BACKGROUND: fulminant type 1 diabetes mellitus (T1DM) is characterized by abrupt onset of hyperglycemia and rapid progression to ketoacidosis. This study aimed at examining the clinical and autoimmunity features of fulminant T1DM in Chinese.

METHODS: a total of 24 patients with fulminant T1DM and 48 classical autoimmune T1DM patients with acute onset of ketoacidosis were recruited. Anthropometric and biochemical parameters were tested. Serum antibodies against glutamic acid decarboxylase 65, tyrosine phosphatase-2 and zinc transporter 8 were measured, and human leukocyte antigen-DQ haplotypes were determined. Peripheral glutamic acid decarboxylase 65-specific T-cell responses in some subjects were determined.

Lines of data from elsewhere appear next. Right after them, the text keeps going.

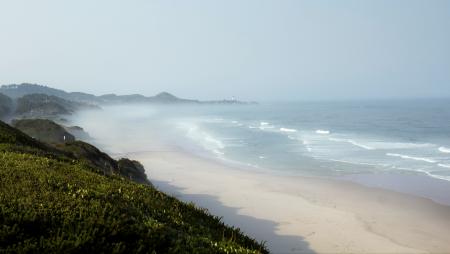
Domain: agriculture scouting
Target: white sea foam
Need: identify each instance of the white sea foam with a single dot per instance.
(287, 130)
(398, 145)
(266, 127)
(411, 157)
(323, 132)
(292, 137)
(351, 141)
(444, 149)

RESULTS: compared with autoimmune T1DM patients, patients with fulminant T1DM displayed more flu-like and gastrointestinal symptoms, and had significantly higher concentrations of plasma glucose, more severe ketoacidosis, very low levels of pancreatic β-cell reserve, but only slightly increased haemoglobin A(1c) levels. In some patients, the disease onset was associated with drug-related hypersensitivity, pregnancy, or positive serum IgM against viruses. Forty percent (8/20) had low titres of autoantibodies against at least one of the islet autoantigens tested. Three out of six patients had positive glutamic acid decarboxylase-reactive Th1 responses. The frequency of human leukocyte antigen -DQA1*0102-DQB1*0601 haplotype was significantly higher in patients with fulminant T1DM.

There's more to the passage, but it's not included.